Alarm.com’s free cash flow clocked in at $65.87 million in Q3, equivalent to a 25.7% margin. The company’s cash profitability regressed as it was 5.3 percentage points lower than in the same quarter last year, but it’s still above its one-year average. We wouldn’t read too much into this quarter’s decline because investment needs can be seasonal, leading to short-term swings. Long-term trends trump temporary fluctuations.

Over the next year, analysts predict Alarm.com’s cash conversion will improve. Their consensus estimates imply its free cash flow margin of 15.7% for the last 12 months will increase to 20.4%, it options for capital deployment (investments, share buybacks, etc.).

11. Balance Sheet Assessment

Alarm.com reported $1.07 billion of cash and $1.07 billion of debt on its balance sheet in the most recent quarter. As investors in high-quality companies, we primarily focus on two things: 1) that a company’s debt level isn’t too high and 2) that its interest payments are not excessively burdening the business.

Alarm.com Net Debt Position

With $197.5 million of EBITDA over the last 12 months, we view Alarm.com’s 0.0× net-debt-to-EBITDA ratio as safe. We also see its $31.72 million of annual interest expenses as appropriate. The company’s profits give it plenty of breathing room, allowing it to continue investing in growth initiatives.

12. Key Takeaways from Alarm.com’s Q3 Results

We were impressed by how significantly Alarm.com blew past analysts’ EBITDA expectations this quarter. We were also glad its full-year EPS guidance trumped Wall Street’s estimates. Zooming out, we think this quarter featured some important positives. The stock remained flat at $47.13 immediately following the results.

13. Is Now The Time To Buy Alarm.com?

Updated: December 4, 2025 at 9:32 PM EST

The latest quarterly earnings matters, sure, but we actually think longer-term fundamentals and valuation matter more. Investors should consider all these pieces before deciding whether or not to invest in Alarm.com.

Alarm.com doesn’t pass our quality test. First off, its revenue growth was uninspiring over the last five years, and analysts expect its demand to deteriorate over the next 12 months. And while its efficient sales strategy allows it to target and onboard new users at scale, the downside is its expanding operating margin shows it’s becoming more efficient at building and selling its software. On top of that, its gross margins show its business model is much less lucrative than other companies.

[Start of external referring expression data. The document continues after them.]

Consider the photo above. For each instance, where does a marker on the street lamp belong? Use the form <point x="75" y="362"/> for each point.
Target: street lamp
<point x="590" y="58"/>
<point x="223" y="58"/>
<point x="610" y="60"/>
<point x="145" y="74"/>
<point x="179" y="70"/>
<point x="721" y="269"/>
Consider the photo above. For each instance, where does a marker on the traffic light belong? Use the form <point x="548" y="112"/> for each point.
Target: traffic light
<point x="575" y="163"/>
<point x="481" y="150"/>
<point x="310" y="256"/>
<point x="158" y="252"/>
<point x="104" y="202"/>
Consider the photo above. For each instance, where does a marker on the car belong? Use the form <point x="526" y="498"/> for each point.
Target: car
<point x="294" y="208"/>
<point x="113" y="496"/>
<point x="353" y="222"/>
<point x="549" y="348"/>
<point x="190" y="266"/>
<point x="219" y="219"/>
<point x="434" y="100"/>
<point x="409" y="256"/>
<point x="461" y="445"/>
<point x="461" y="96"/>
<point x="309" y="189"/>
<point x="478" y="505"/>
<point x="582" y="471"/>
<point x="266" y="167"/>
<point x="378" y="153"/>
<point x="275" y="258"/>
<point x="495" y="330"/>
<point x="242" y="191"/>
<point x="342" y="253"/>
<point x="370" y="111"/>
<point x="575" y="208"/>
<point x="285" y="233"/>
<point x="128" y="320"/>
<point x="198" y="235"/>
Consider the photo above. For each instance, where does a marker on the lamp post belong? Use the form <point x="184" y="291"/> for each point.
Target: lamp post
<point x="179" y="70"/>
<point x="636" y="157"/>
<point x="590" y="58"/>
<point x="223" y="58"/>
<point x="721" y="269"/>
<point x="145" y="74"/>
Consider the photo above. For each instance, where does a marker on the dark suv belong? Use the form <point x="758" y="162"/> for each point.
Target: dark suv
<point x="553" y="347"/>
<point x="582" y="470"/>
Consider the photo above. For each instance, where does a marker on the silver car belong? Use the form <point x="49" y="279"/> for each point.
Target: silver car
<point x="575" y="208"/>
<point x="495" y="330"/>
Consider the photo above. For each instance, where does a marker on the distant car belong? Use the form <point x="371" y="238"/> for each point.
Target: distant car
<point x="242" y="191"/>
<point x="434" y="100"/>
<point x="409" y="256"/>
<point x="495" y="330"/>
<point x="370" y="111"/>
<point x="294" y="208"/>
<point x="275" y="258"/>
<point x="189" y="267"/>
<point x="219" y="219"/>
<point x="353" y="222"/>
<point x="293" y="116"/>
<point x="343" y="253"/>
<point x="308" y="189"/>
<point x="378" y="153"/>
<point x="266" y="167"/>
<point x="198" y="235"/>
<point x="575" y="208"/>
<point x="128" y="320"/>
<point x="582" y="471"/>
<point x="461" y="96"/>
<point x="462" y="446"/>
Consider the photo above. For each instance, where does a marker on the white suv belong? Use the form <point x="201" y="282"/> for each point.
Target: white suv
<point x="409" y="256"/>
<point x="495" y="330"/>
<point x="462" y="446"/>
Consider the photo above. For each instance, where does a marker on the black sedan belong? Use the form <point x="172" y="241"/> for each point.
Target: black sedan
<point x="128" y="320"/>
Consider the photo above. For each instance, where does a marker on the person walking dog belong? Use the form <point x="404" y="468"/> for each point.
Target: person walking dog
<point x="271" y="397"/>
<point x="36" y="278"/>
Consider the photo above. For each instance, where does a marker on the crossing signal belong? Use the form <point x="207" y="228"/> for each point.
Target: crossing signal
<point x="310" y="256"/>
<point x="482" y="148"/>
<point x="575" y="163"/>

Alarm.com’s price-to-sales ratio based on the next 12 months is 3x. While this valuation is fair, the upside isn’t great compared to the potential downside. There are more exciting stocks to buy at the moment.

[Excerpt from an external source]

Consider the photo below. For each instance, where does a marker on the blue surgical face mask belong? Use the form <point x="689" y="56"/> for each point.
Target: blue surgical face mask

Wall Street analysts have a consensus one-year price target of $66.71 on the company (compared to the current share price of $51.74).

Although the price target is bullish, readers should exercise caution because analysts tend to be overly optimistic. The firms they work for, often big banks, have relationships with companies that extend into fundraising, M&A advisory, and other rewarding business lines. As a result, they typically hesitate to say bad things for fear they will lose out. We at StockStory do not suffer from such conflicts of interest, so we’ll always tell it like it is.